President Obama said his objective was to create jobs in the U.S., and to rebuild the country's economy, but it would not be at the expense of the creation of jobs in other countries. The U.S. will instead discover, create and build products that are sold all over the world, he said.
http://www.computerworld.com/...
What?? Is this the same guy who just toured the country doing stump speeches about Jobs Jobs Jobs?
I have some experience in this arena. I've watched the IT field be obliterated over the last ten years. And I don't see the people who were asked to train others (who will work for a small fraction of the cost) getting any new and better jobs here in the US as a result. I haven't seen any new field open up for these people after some retraining. And I certainly haven't seen any increase in manufacturing in the United States in order to satisfy the demands of this burgeoning Indian middle class.
They're going to buy more of our goods? Really?
We don't even buy more of our goods. We don't even make most of our goods. And I don't see that changing any time in the near future, do you? Have you tried to buy American lately?

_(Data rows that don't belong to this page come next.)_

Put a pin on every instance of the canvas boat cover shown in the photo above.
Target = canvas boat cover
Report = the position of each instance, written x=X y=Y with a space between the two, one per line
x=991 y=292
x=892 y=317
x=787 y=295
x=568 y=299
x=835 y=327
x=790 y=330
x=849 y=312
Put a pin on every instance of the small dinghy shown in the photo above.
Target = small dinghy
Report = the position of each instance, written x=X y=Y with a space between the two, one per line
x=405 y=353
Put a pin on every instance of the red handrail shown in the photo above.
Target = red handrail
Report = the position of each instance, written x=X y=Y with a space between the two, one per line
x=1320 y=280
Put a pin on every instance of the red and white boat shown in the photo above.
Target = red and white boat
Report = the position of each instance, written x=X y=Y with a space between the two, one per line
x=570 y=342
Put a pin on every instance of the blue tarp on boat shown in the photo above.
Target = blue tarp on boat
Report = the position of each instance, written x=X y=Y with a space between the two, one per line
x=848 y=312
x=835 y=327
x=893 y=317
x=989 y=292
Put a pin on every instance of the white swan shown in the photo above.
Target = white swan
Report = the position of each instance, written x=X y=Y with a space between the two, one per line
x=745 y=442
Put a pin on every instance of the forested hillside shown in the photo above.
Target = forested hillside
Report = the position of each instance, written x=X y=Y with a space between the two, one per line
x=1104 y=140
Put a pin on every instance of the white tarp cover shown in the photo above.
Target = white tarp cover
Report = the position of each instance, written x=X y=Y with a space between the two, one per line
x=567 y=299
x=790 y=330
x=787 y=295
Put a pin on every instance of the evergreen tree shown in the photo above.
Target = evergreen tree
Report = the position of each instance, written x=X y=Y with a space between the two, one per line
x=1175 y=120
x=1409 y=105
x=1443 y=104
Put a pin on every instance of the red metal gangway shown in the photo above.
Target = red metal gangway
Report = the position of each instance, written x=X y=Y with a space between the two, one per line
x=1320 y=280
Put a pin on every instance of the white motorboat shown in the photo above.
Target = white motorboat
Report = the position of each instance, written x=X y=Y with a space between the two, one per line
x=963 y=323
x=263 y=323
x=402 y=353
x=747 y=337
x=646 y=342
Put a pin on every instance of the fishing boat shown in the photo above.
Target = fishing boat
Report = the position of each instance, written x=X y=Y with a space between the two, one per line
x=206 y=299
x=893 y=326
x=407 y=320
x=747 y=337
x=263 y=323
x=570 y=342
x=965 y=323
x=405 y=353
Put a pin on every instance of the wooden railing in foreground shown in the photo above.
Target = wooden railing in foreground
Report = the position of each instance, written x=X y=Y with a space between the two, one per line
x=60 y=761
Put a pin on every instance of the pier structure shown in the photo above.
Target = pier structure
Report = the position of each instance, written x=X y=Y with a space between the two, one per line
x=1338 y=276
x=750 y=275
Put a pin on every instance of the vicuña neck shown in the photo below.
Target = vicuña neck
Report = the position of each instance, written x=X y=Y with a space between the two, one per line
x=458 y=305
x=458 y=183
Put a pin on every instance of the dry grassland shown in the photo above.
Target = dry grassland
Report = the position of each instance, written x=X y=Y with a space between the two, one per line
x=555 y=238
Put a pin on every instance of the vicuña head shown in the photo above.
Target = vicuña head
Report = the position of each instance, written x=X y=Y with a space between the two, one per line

We don't even recycle our own glass and plastics anymore in my town. We ship them to China.
The last time one of our Presidents went to India we gave away nuclear technology and got... mangoes.
Now we have a President in India reassuring them that we won't do anything to stop encouraging outsourcing of more American jobs, after he just spent the past month promising the American people that he'd focus on jobs, that he understood their pain.
I guess it's kind of like how he was against East Coast offshore drilling, before he was for it, before he reconsidered, until he reconsiders again. Or maybe, most of the time, his position just depends on who he's talking to at the moment.
This is not the change that I voted for. I don't know about you, but I'm really tired of this. I mean I'm really tired of this. I will be curious to see what the AFL-CIO's response to this will be, if any.
Who benefits from these kinds of policies? Who benefits? Do you benefit? I know that I don't. My kids don't. My neighbors don't.
And really, where are these jobs that replaced all of the solid, IT jobs we've lost in the past decade, Mr. President? Where are they? Where is this equivalence? You really must think that we've all just fallen off of a turnip truck.
Prime Minister Singh, too, pointed out that shipping low-end jobs to India helped US firms make more profits, which in turn helped
them to create new, high-end jobs in the US.
With all due respect, Prime Minister, that's a load of crap.
As Mr. Mittal, chief of India's powerful National Association of Software and Services Companies (NASSCOM) said:
It has become an act, and we can live with it.
Yes, not surprisingly, he can live with it. Me? I can't.
Protecting American jobs is never outdated thinking. Full employment, keeping the best interests of your own people first and doing your best to make sure that they can earn a living, and Fair trade is never an old stereotype.